Ten Years and One Month Ago at Grasping Reality: July 12-14, 2008
Economics Gone Right: Some Fairly-Recent Must- and Should-Reads

But are we sure that our debts are in dollars? Would we know it if the big New York banks had been trying to boost their earnings by selling unhedged dollar puts, in the (probably correct) belief that if they all do this together they do not have a problem, the rest of us have a problem?: Paul Krugman: Opinion | Partying Like It’s 1998 - The New York Times: "Those of us who devoted a lot of time to understanding the Asian financial crisis two decades ago were wondering whether Turkey was going to stage a re-enactment. Sure enough...

...Start with a country that, for whatever reason, became a favorite of foreign lenders, and experienced a large inflow of foreign capital... denominated in foreign currency.... The party comes to an end. It doesn’t matter much what causes a “sudden stop” in foreign lending... domestic events... a rise in U.S. interest rates... a crisis in another country investors see as... similar.... foreign debt has made your economy vulnerable to a death spiral. Loss of confidence causes your currency to drop; this makes it harder to repay debts in foreign currency; this hurts the real economy and further reduces confidence, leading to a further decline in your currency; and so on. The result is that foreign debt explodes as a share of GDP....

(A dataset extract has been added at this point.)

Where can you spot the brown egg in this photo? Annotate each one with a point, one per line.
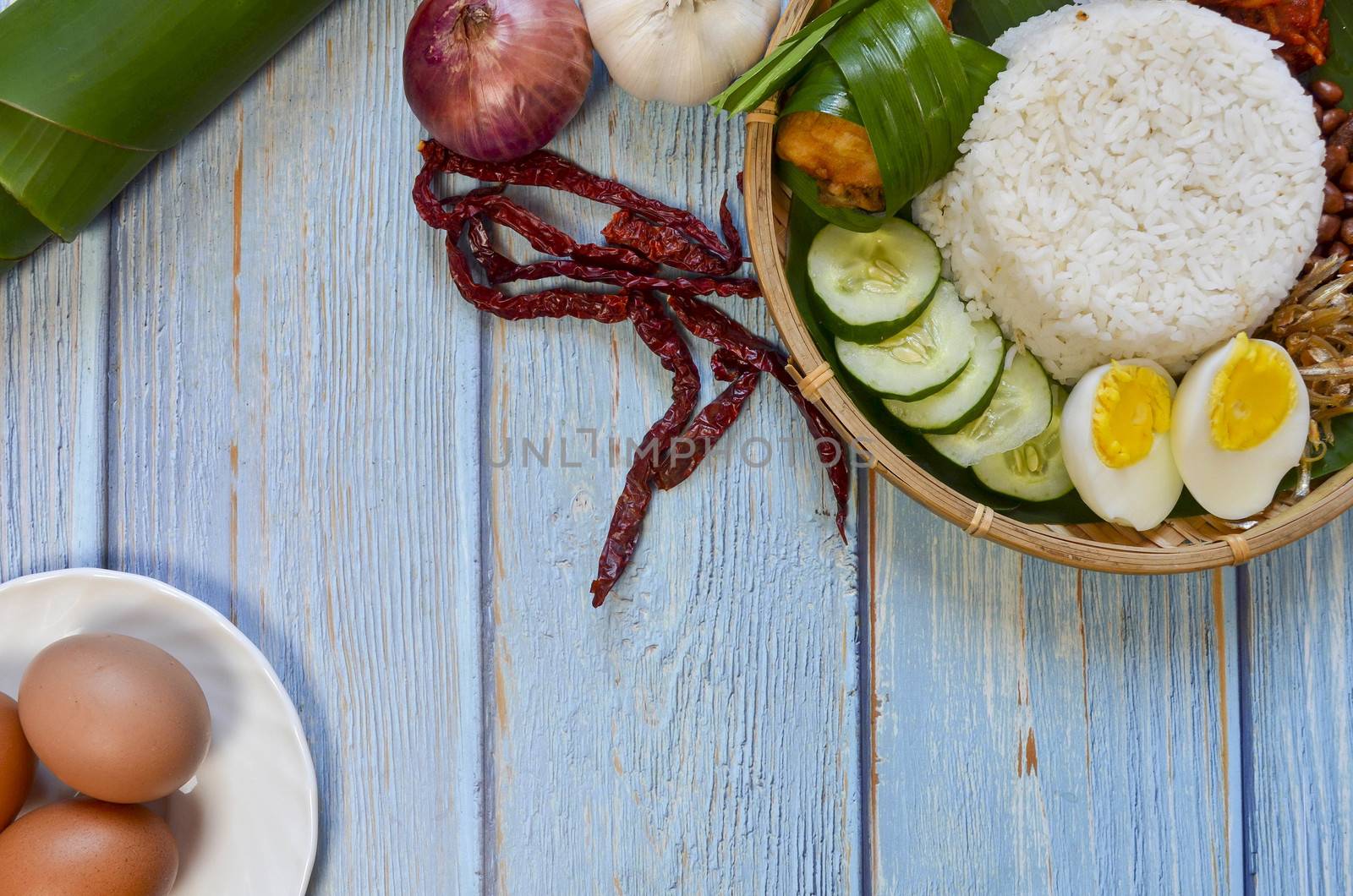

How does such a crisis end? If there is no effective policy response... the currency drops and debt... balloons until everyone who can go bankrupt, does. At that point the weak currency fuels an export boom, and the economy starts a recovery built around huge trade surpluses.... Is there any way to short-circuit this doom loop? Yes... short-run heterodoxy and credible assurances of a longer-run return to orthodoxy... temporary capital controls... repudiation of some [odious] foreign-currency debt... a fiscally sustainable regime once the crisis is over. If all goes well, confidence will gradually return, and you’ll eventually be able to remove the capital controls. Malaysia did this in 1998; South Korea, with U.S. aid, effectively did something like it at the same time, by pressuring banks into maintaining their short-term credit lines. A decade later, Iceland did very well with a combination of capital controls and debt repudiation....

You need a government that is both flexible and responsible, not to mention technically competent enough to implement special measures and honest enough to carry out that implementation without massive corruption. That, unfortunately, doesn’t sound like Erdogan’s Turkey. Of course, it doesn’t sound like Trump’s America, either. So it’s a good thing our debts are in dollars.